The FCA has today published its amendments to the Listing Rules following a recent consultation (CP21/21) on targeted changes to remove barriers to listing and to protect and enhance market integrity.

The review forms part of the FCA’s response to the UK Listing Review, chaired by Lord Jonathan Hill and the Kalifa Review of UK FinTech.

The new rules implement the following changes:

  • Allowing a targeted form of dual class share structures within the premium listing segment to encourage innovative, often founder-led companies onto public markets sooner and so broaden the listed investment landscape for investors in the UK.
  • Reducing the amount of shares an issuer is required to have in public hands (ie free float) from 25% to 10%, reducing potential barriers for issuers created by current requirements.
  • Increasing the minimum market capitalisation (MMC) threshold for both the premium and standard listing segments for shares in ordinary commercial companies from £700,000 to £30 million.

The new rules come into force on Friday 3 December 2021.

Transitional provisions for existing applicants and listed shell companies

Given the immediate effect of the rule changes, the FCA has adopted transitional provisions for certain companies and applicants as follows:

  • Applicants for admission to listing of shares who have made a completed submission to the FCA for a listing eligibility review as of 16:00 on Thursday 2 December 2021 will be allowed to apply for listing based on the MMC of £700,000 provided they have applied to list by 2 June 2023 (ie within 18 months from the date the new rules apply).
  • Shell companies, including SPACs, that have existing listed shares or that have recently cancelled a listing and subsequently re apply to list shares following a reverse takeover, will also be allowed to apply for listing based on an MMC threshold of £700,000. This is provided they have completed submissions to the FCA for an eligibility review for listing and a prospectus review on or before 1 December 2023 (ie allowing such companies up to two years to find a target and commence the process to list a new entity).
  • Companies with existing classes of shares admitted to listing prior to 3 December 2021 and that continue to have at least one class of shares listed will be allowed to list additional classes of shares based on an MMC of £700,000, which is not time limited. 

It is unclear from the publication exactly what the FCA means by a ‘completed submission’ but we understand this means that applicants must have submitted, before the deadline, the documents that are required to be submitted in an initial listing submission (ie the draft prospectus, an eligibility letter, the relevant forms and checklists and the vetting fees form). 

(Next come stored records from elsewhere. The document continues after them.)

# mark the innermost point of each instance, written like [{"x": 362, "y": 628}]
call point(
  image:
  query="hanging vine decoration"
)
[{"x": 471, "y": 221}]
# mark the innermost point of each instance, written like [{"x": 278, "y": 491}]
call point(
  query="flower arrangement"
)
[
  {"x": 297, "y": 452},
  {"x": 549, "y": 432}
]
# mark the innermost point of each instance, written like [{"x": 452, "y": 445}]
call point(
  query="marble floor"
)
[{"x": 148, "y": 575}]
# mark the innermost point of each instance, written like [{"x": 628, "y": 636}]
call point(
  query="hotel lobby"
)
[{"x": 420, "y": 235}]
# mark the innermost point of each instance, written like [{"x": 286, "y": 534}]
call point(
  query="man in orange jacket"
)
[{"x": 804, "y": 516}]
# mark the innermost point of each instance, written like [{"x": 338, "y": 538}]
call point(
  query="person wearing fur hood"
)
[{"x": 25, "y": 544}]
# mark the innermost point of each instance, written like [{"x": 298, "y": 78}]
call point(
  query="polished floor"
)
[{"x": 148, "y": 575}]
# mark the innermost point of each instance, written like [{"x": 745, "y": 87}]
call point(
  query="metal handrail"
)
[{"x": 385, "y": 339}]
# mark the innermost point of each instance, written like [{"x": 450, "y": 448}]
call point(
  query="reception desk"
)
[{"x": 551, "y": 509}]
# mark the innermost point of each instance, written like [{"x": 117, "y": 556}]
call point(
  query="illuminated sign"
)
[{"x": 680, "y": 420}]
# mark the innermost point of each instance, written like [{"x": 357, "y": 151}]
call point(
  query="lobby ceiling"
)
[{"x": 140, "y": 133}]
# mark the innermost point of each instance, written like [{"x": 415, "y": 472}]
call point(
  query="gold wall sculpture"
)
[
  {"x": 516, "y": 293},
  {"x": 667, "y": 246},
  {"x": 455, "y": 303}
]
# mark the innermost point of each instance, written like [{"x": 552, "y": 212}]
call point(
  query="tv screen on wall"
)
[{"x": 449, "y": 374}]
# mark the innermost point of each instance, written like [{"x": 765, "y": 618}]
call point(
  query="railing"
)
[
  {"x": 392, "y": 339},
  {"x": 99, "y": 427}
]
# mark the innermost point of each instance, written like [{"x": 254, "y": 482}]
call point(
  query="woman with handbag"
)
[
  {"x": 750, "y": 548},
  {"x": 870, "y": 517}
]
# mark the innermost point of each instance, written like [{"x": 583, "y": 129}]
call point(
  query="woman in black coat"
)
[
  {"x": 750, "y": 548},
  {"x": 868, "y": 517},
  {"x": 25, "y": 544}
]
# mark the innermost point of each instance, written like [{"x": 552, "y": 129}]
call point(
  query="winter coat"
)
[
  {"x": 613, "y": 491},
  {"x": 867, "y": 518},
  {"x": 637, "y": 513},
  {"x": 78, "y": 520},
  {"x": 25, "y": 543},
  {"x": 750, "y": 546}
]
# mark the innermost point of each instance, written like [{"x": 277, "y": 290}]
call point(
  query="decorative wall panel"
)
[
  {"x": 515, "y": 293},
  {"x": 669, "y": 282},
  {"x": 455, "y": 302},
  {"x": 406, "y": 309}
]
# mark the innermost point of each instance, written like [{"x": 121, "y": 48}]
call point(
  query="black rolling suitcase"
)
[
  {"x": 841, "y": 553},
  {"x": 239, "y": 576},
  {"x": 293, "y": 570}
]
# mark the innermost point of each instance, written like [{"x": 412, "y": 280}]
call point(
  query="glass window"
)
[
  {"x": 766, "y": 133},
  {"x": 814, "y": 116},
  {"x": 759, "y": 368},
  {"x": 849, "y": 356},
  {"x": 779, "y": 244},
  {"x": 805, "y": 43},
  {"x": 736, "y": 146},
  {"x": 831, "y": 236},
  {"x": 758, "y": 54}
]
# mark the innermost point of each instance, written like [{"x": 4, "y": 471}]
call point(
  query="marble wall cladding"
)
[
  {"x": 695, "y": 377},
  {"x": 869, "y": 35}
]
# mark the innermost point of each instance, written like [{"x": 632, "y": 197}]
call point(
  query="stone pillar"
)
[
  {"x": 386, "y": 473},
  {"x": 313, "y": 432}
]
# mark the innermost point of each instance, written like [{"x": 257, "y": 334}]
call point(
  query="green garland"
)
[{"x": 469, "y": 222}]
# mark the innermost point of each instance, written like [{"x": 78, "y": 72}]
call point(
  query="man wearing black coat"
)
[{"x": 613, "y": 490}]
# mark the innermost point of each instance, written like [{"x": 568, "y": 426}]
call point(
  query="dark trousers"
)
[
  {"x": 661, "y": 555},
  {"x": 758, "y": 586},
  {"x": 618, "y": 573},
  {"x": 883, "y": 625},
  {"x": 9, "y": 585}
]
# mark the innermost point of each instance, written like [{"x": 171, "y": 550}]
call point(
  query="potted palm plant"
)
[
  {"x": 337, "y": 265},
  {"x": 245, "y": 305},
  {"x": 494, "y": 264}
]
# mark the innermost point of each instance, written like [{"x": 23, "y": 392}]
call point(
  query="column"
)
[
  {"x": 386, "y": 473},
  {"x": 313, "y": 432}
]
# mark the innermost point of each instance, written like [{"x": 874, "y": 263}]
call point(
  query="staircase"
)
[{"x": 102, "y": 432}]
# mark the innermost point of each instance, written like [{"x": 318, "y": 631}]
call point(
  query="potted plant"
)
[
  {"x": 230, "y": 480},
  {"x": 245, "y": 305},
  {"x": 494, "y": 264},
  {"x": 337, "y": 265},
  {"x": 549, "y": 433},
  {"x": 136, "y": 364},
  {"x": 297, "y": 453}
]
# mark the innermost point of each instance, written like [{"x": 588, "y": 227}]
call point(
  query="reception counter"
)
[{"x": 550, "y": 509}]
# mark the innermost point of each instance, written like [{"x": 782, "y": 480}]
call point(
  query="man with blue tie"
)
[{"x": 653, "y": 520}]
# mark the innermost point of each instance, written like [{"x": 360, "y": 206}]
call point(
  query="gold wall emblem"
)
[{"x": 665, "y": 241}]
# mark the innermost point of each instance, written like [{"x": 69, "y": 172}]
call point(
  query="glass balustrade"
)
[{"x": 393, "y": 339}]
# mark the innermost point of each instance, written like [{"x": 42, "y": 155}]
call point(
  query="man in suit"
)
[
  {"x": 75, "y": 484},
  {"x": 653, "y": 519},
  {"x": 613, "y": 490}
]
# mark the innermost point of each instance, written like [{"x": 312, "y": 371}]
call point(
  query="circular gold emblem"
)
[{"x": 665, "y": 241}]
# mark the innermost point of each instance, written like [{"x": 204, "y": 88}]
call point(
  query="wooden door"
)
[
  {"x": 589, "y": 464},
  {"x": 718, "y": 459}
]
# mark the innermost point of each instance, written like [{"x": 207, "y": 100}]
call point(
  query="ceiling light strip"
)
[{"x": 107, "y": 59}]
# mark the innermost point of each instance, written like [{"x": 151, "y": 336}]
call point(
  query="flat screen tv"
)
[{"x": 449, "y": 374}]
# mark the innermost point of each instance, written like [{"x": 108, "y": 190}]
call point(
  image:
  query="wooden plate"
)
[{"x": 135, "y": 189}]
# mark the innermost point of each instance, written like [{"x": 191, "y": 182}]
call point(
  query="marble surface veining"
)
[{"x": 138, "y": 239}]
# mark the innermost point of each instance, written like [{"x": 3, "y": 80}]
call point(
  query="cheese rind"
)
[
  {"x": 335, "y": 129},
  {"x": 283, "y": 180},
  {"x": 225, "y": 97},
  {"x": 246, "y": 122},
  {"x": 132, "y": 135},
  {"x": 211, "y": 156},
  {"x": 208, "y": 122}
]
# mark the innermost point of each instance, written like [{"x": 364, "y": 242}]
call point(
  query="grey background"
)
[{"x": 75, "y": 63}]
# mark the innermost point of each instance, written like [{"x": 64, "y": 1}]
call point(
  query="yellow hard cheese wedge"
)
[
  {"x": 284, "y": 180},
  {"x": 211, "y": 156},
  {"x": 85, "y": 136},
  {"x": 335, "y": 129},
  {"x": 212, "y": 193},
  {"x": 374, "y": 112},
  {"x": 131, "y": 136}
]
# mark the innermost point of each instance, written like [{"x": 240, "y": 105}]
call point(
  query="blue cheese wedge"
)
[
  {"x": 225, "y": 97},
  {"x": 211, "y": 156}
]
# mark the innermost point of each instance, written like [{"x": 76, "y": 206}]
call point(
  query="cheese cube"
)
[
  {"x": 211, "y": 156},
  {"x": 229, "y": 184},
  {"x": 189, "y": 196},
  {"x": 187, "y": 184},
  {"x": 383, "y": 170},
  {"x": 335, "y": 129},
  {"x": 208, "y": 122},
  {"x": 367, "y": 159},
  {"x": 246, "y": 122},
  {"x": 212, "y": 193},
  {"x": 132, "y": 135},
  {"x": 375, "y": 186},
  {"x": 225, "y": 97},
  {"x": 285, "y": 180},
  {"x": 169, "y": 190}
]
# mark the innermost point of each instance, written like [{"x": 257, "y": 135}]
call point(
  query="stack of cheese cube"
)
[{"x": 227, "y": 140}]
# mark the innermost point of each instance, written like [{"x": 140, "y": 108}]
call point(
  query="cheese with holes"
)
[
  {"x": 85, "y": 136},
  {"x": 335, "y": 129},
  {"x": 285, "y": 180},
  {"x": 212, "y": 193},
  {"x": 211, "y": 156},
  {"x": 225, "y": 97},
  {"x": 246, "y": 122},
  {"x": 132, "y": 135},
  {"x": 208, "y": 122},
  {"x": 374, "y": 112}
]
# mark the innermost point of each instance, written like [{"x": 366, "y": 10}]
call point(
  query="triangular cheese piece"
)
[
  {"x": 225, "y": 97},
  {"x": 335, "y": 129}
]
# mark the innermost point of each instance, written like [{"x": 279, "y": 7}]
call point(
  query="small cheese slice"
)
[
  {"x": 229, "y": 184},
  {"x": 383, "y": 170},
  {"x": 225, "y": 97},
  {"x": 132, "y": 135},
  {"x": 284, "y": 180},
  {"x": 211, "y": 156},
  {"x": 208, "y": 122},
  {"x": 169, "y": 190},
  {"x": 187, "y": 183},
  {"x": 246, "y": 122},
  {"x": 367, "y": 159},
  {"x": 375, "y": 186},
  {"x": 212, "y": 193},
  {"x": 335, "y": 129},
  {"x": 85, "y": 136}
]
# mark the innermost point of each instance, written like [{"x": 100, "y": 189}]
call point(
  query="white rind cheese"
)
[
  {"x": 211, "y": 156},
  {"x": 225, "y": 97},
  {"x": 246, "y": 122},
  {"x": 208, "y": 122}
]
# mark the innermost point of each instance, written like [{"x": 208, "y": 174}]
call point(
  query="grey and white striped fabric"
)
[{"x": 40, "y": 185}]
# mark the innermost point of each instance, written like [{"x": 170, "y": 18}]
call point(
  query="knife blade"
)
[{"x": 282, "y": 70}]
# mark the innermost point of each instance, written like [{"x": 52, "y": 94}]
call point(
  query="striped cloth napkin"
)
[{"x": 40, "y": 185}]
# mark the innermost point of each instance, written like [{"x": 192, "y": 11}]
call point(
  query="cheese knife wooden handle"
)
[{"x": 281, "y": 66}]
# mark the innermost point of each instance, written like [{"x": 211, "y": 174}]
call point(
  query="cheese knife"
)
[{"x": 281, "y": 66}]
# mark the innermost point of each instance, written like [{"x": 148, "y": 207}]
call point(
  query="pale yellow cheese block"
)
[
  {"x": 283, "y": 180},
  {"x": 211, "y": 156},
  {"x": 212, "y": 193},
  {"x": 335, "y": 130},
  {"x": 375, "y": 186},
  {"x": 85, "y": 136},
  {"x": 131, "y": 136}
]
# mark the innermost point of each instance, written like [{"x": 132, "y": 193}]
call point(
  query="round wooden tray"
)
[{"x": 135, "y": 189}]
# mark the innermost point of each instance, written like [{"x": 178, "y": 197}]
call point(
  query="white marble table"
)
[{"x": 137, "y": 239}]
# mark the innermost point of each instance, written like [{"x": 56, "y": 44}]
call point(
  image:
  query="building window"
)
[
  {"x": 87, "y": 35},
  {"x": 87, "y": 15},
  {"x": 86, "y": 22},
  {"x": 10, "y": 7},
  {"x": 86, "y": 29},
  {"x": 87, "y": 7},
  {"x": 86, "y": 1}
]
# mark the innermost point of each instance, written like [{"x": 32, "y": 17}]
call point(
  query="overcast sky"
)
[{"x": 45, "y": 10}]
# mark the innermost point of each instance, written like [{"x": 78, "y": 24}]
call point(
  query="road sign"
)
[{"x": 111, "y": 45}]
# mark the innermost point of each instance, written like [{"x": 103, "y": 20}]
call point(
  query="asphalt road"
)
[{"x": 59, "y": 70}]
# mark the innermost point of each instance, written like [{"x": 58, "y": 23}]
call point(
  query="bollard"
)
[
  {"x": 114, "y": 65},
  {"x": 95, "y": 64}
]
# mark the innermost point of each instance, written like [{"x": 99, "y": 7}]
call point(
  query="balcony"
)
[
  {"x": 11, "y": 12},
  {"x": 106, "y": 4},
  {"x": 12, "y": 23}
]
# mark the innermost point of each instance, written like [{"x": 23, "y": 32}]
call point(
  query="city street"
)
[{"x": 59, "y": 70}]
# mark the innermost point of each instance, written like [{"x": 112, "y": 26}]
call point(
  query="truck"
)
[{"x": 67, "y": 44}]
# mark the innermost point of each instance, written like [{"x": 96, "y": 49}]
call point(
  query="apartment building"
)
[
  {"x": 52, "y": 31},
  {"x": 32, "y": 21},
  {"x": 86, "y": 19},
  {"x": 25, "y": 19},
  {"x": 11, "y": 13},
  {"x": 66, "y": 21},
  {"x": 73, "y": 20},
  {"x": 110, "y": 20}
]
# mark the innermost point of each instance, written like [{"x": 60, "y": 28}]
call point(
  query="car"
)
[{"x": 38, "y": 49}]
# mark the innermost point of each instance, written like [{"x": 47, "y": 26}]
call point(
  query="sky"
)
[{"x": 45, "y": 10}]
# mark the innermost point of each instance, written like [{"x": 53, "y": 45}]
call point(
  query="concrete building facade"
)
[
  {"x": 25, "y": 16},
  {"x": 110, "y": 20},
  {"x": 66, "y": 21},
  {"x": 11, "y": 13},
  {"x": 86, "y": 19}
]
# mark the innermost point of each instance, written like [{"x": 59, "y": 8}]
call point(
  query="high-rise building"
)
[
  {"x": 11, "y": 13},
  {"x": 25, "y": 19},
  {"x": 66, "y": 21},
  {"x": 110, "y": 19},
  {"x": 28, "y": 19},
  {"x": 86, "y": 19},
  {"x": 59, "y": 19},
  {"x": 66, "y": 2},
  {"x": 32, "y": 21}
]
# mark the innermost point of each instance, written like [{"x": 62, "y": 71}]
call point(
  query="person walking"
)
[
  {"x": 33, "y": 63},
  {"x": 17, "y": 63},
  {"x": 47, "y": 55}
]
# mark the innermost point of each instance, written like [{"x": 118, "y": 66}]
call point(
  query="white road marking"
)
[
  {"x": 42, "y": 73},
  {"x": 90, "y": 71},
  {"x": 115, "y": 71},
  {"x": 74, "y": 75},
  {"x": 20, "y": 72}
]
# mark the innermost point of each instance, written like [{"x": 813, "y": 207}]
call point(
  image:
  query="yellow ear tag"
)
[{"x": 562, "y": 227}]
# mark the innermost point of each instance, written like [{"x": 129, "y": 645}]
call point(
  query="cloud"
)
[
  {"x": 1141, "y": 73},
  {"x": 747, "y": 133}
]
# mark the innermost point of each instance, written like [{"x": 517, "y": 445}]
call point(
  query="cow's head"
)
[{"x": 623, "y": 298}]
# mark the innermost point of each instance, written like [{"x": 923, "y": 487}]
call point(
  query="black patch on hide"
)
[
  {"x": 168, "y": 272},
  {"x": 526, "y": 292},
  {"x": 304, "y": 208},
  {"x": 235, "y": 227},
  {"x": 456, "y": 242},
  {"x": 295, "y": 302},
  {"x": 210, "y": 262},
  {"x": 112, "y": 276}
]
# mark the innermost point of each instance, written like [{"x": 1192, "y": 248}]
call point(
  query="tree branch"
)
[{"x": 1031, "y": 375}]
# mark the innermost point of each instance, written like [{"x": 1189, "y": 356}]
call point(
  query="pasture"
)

The FCA has also noted the following in relation to the transitional arrangements:

  • The transitional provisions are not intended to apply to applicants where there has been a material change to their overall business proposition during the transitional period. If such a change has occurred, it will be treated as a new submission, so the transitional arrangements will not apply.
  • The FCA will continue with its existing approach of lapsing cases where there has been no substantive activity for a period of three months. Where a case subject to the transitional provision has been lapsed in this way, any further submissions will be treated as new cases such that the transitional provision will not apply.
  • The FCA recognises that these transitional measures may result in certain issuers listing with a MMC of £700,000 and with a minimum free float of only 10%.